Published October 13, 2024

THE IMF’s new set of demands from Pakistan as part of its $7bn rescue package is tough, but in line with expectations.

The government has to swallow this bitter pill to keep the economy afloat. The details of the targets released on Friday show that the programme seeks to help Pakistan rebuild its forex reserves, improve tax-to-GDP ratio, and ensure debt sustainability.

The roadmap outlined by the lender in the document, which also contains firm commitments by the government to execute the agenda, will be implemented through the overhaul of the tax system, energy reforms, privatisation and deregulation, and the rollback of the Special Investment Facilitation Council, the Sovereign Wealth Fund and the Special Economic Zones to “promote investment, and ensure competitive neutrality, and a level playing field” for investors.

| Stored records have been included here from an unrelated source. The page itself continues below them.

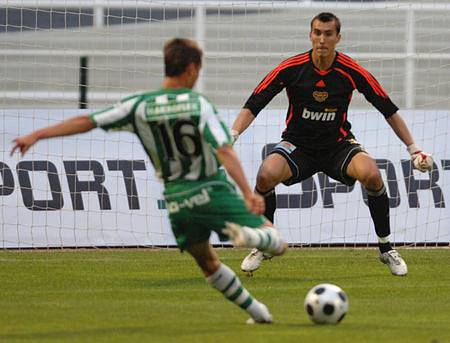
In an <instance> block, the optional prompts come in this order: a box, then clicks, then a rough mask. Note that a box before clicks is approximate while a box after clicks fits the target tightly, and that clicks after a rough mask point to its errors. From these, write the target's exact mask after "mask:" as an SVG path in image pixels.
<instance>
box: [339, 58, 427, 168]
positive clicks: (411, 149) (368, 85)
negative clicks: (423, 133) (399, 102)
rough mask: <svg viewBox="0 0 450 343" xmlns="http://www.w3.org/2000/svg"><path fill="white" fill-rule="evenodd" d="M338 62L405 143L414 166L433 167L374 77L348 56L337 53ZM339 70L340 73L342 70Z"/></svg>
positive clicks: (351, 79) (347, 76) (403, 120)
mask: <svg viewBox="0 0 450 343" xmlns="http://www.w3.org/2000/svg"><path fill="white" fill-rule="evenodd" d="M338 62H340V63H341V64H342V66H343V68H346V70H347V71H348V74H346V73H343V75H345V76H346V77H347V78H348V79H349V81H350V83H351V84H352V85H353V87H354V88H357V89H358V91H359V92H361V93H363V94H364V96H365V98H366V99H367V100H368V101H369V102H370V103H371V104H372V105H373V106H374V107H375V108H376V109H377V110H378V111H380V112H381V113H382V114H383V116H384V117H385V118H386V120H387V122H388V123H389V125H390V126H391V127H392V129H393V130H394V132H395V134H396V135H397V136H398V137H399V138H400V140H401V141H402V142H403V143H405V145H406V147H407V150H408V152H409V154H410V155H411V160H412V162H413V163H414V166H415V167H416V168H417V169H418V170H420V171H421V172H426V171H428V170H431V169H432V168H433V159H432V157H431V155H429V154H427V153H424V152H423V151H422V149H421V148H420V147H419V146H418V145H416V144H415V143H414V140H413V138H412V135H411V133H410V131H409V129H408V127H407V126H406V123H405V121H404V120H403V118H402V117H401V116H400V114H399V113H398V112H397V111H398V107H397V106H396V105H395V104H394V103H393V102H392V101H391V99H390V98H389V96H388V94H387V93H386V91H385V90H384V89H383V87H382V86H381V85H380V84H379V83H378V81H377V80H376V79H375V77H374V76H373V75H372V74H370V73H369V72H368V71H367V70H366V69H364V68H363V67H361V66H360V65H359V64H357V63H356V62H355V61H353V60H352V59H350V58H349V57H348V56H344V55H342V54H341V55H339V56H338ZM338 71H340V70H338ZM340 72H341V73H342V70H341V71H340Z"/></svg>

The government has further promised to not offer regulatory, spending, tax-based incentives, or any guaranteed returns to a particular set of investors that could distort the investment landscape. It has agreed to increase and impose additional indirect taxes in case of a shortfall of 1pc in tax collection on a three-month rolling basis to cover the gap. Moreover, the authorities have consented to governance reforms and to cut off gas supplies to captive power owned by the rich textile millers. The provinces have committed to undertake reforms to boost tax collection, end interventions in agricultural markets, and take over several spending responsibilities in line with the 18th Amendment.

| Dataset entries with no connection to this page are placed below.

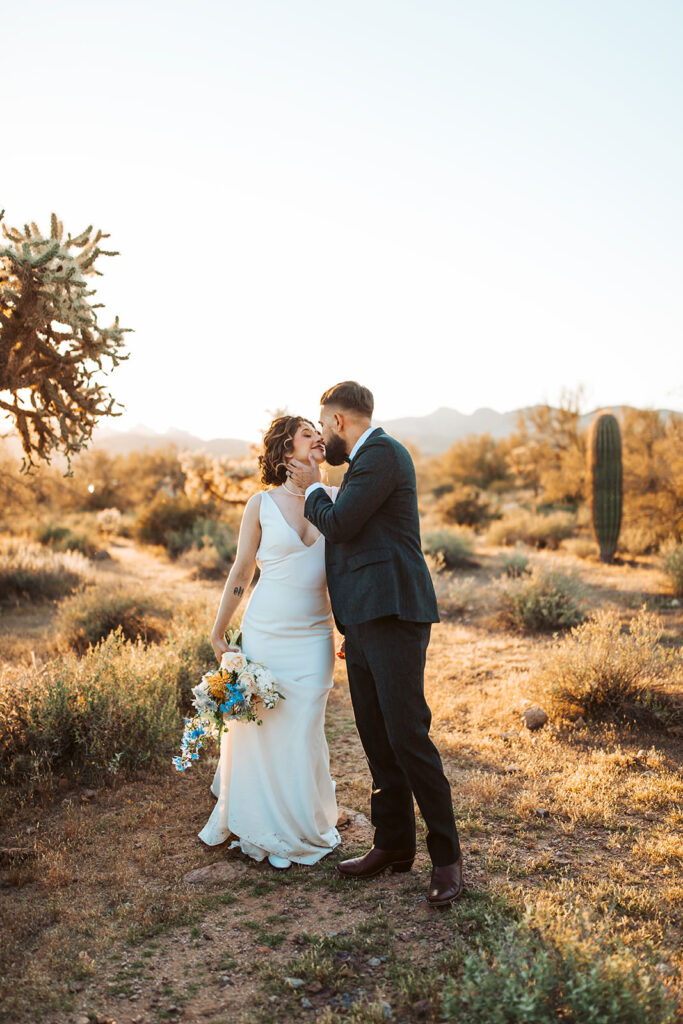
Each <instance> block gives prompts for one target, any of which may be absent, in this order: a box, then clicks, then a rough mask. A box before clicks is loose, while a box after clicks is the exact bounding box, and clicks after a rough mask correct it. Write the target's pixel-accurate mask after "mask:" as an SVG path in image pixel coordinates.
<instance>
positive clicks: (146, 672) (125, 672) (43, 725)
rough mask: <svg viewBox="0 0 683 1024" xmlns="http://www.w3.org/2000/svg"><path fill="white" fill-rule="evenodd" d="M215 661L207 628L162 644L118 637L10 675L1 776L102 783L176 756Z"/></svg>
mask: <svg viewBox="0 0 683 1024" xmlns="http://www.w3.org/2000/svg"><path fill="white" fill-rule="evenodd" d="M212 665H215V657H214V655H213V651H212V650H211V647H210V644H209V641H208V636H207V634H206V632H205V631H204V630H202V631H198V630H197V628H195V627H193V626H190V625H189V626H185V627H183V628H182V629H181V630H179V631H178V633H177V634H175V635H174V636H172V637H171V638H169V639H168V640H166V641H165V642H164V643H160V644H158V645H157V646H154V647H145V646H144V644H143V643H142V642H140V641H135V642H131V641H128V640H125V639H124V637H123V635H122V634H121V631H117V632H116V633H111V634H110V635H109V637H106V639H105V640H103V641H102V642H101V643H100V644H98V645H97V646H96V647H91V648H90V649H89V650H88V651H87V652H86V653H85V655H84V656H83V657H79V656H77V655H76V654H73V653H69V654H65V655H62V656H60V657H57V658H54V659H53V660H50V662H48V663H46V665H44V666H43V667H42V668H41V669H40V670H38V671H36V670H33V669H31V670H29V669H15V670H12V671H11V672H9V671H8V670H6V671H5V673H4V675H3V676H2V678H0V778H1V779H2V780H3V781H10V782H15V783H16V782H20V781H26V779H27V778H37V777H44V776H45V775H48V774H50V773H52V772H55V771H59V772H65V771H69V772H72V773H74V774H78V775H79V776H80V777H81V778H83V779H88V780H94V779H96V778H100V777H102V776H103V775H105V774H106V771H108V765H110V764H111V763H113V762H114V763H117V765H118V766H120V767H122V768H136V767H139V766H142V765H151V764H155V763H159V762H164V761H165V760H166V759H167V758H169V757H170V756H171V754H172V753H175V750H176V748H177V744H178V742H179V739H180V733H181V726H182V715H181V712H182V711H183V710H186V708H187V707H188V702H189V701H188V697H189V687H190V686H194V685H196V684H197V682H198V681H199V679H200V678H201V675H202V673H204V672H206V671H207V669H208V668H209V667H211V666H212Z"/></svg>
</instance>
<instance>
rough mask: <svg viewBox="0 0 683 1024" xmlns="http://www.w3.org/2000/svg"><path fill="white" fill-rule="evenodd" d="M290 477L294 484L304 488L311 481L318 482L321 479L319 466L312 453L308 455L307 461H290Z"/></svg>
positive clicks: (320, 472) (301, 488) (292, 459)
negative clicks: (312, 455) (303, 461)
mask: <svg viewBox="0 0 683 1024" xmlns="http://www.w3.org/2000/svg"><path fill="white" fill-rule="evenodd" d="M290 478H291V480H292V483H294V485H295V486H297V487H299V488H300V489H301V490H305V489H306V487H308V486H310V484H311V483H318V482H319V479H321V467H319V465H318V464H317V462H316V461H315V459H314V458H313V456H312V455H310V456H308V462H299V460H298V459H292V461H291V463H290Z"/></svg>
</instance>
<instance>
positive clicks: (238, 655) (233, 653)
mask: <svg viewBox="0 0 683 1024" xmlns="http://www.w3.org/2000/svg"><path fill="white" fill-rule="evenodd" d="M220 667H221V669H225V671H226V672H237V673H238V674H239V673H240V672H242V671H243V669H246V668H247V658H246V657H245V655H244V654H243V653H242V651H241V650H226V651H225V653H224V654H223V656H222V657H221V659H220Z"/></svg>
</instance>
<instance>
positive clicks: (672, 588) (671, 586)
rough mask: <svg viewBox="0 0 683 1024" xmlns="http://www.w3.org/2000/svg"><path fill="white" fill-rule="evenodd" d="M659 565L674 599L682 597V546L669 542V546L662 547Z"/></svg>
mask: <svg viewBox="0 0 683 1024" xmlns="http://www.w3.org/2000/svg"><path fill="white" fill-rule="evenodd" d="M661 563H663V565H661V567H663V568H664V571H665V574H666V575H667V577H668V578H669V583H670V584H671V589H672V592H673V593H674V594H675V595H676V597H681V596H683V544H676V543H675V542H671V541H670V542H669V544H665V545H663V548H661Z"/></svg>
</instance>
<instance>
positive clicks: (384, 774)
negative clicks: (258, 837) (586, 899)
mask: <svg viewBox="0 0 683 1024" xmlns="http://www.w3.org/2000/svg"><path fill="white" fill-rule="evenodd" d="M321 406H322V409H321V426H322V429H323V440H324V441H325V445H326V461H327V462H328V463H329V464H330V465H332V466H340V465H342V463H344V462H348V463H349V464H350V465H349V468H348V470H347V471H346V475H345V476H344V479H343V480H342V484H341V487H340V489H339V494H338V496H337V500H336V502H334V503H333V502H332V501H331V499H330V497H329V496H328V494H327V492H326V490H325V489H324V487H323V485H322V484H321V482H319V479H321V475H319V468H318V465H317V463H315V462H314V460H310V463H309V465H304V464H303V463H300V462H296V463H295V462H293V463H291V465H292V466H293V469H292V471H291V472H290V475H291V476H292V480H293V482H294V483H295V484H297V485H298V486H299V487H300V488H301V489H302V490H303V489H305V490H306V502H305V506H304V515H305V517H306V519H308V520H310V522H312V523H313V524H314V525H315V526H317V528H318V529H319V530H321V532H322V534H324V535H325V538H326V541H327V544H326V560H327V574H328V587H329V590H330V598H331V601H332V610H333V612H334V615H335V621H336V623H337V626H338V627H339V629H340V631H341V632H342V633H343V634H344V635H345V638H346V667H347V671H348V682H349V690H350V693H351V701H352V703H353V712H354V715H355V722H356V726H357V729H358V733H359V735H360V740H361V742H362V745H364V749H365V752H366V755H367V757H368V763H369V765H370V770H371V773H372V777H373V792H372V819H373V824H374V826H375V845H374V846H373V847H372V849H371V850H370V851H369V852H368V853H367V854H366V855H365V856H362V857H357V858H355V859H353V860H344V861H342V862H341V863H339V864H338V865H337V868H338V870H339V871H340V872H341V873H342V874H343V876H344V877H346V878H355V879H369V878H372V877H373V876H374V874H378V873H379V872H380V871H381V870H383V869H384V868H385V867H390V868H392V869H393V870H396V871H408V870H410V869H411V867H412V865H413V860H414V859H415V842H416V839H415V814H414V810H413V796H414V795H415V799H416V801H417V803H418V807H419V808H420V811H421V812H422V816H423V818H424V819H425V821H426V823H427V848H428V850H429V855H430V857H431V860H432V864H433V869H432V876H431V885H430V890H429V894H428V896H427V901H428V902H429V903H430V904H431V905H432V906H445V905H446V904H449V903H452V902H453V901H454V900H455V899H457V898H458V897H459V896H460V895H461V893H462V891H463V873H462V872H463V866H462V864H463V862H462V856H461V852H460V844H459V841H458V831H457V829H456V823H455V820H454V816H453V805H452V802H451V787H450V785H449V782H447V779H446V778H445V775H444V774H443V768H442V767H441V760H440V758H439V755H438V752H437V750H436V748H435V746H434V744H433V742H432V741H431V739H430V738H429V725H430V722H431V712H430V710H429V707H428V706H427V702H426V700H425V697H424V668H425V657H426V653H427V646H428V644H429V634H430V631H431V624H432V623H437V622H438V611H437V608H436V599H435V596H434V589H433V587H432V582H431V578H430V575H429V570H428V568H427V565H426V564H425V560H424V558H423V555H422V548H421V544H420V523H419V518H418V499H417V486H416V480H415V468H414V466H413V460H412V459H411V456H410V455H409V453H408V451H407V450H405V449H404V447H403V445H402V444H399V443H398V441H396V440H394V438H393V437H390V436H389V435H388V434H386V433H385V432H384V430H382V428H381V427H377V428H376V429H373V427H372V426H371V420H372V416H373V410H374V399H373V395H372V392H370V391H369V390H368V388H366V387H361V386H360V385H359V384H356V383H355V381H344V382H343V383H342V384H336V385H335V387H333V388H330V390H329V391H326V392H325V394H324V395H323V397H322V398H321Z"/></svg>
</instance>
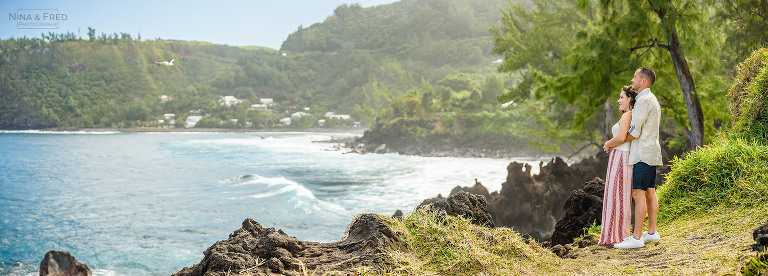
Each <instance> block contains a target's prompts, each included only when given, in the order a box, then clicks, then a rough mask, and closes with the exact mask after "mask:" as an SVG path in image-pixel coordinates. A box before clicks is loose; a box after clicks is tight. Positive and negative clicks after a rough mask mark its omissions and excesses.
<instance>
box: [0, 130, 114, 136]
mask: <svg viewBox="0 0 768 276" xmlns="http://www.w3.org/2000/svg"><path fill="white" fill-rule="evenodd" d="M0 133H8V134H98V135H101V134H119V133H120V132H119V131H83V130H78V131H51V130H37V129H29V130H0Z"/></svg>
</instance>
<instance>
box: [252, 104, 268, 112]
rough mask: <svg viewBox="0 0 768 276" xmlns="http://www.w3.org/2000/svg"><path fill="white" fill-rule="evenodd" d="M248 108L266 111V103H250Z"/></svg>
mask: <svg viewBox="0 0 768 276" xmlns="http://www.w3.org/2000/svg"><path fill="white" fill-rule="evenodd" d="M250 110H261V111H267V105H266V104H252V105H251V108H250Z"/></svg>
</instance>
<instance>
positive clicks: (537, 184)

The IMF document acknowledges the macroeconomic stability achieved in recent months. However, this stability is unlikely to translate into growth in the near to medium term unless Pakistan is able to attract significant investor interest, something that does not appear likely anytime soon. In fact, the conditions related to elimination of incentives to foreign companies, especially from China, is going to hit hard the government’s plans to woo Chinese manufacturers here under CPEC. How the authorities will deal with it remains to be seen.

While the IMF may ignore some minor deviations from the loan agenda, it is not going to condone any major divergence that might lead the programme off-track since, according to a news report, the Fund remains concerned about the country’s commitment to execute the suggested reforms going forward. Its worry that “reputational risks would arise for it if the Fund were perceived as treating Pakistan differently from other members that ostensibly enjoy less support” means that it would be monitoring progress on targets more diligently.

Unlike most previous occasions, the 25th rescue loan does not offer Pakistan much of a margin of error. The authorities will be required to prove every six months that they are steadfastly pursuing the IMF-mandated targets to secure the lender’s dollars and blessings.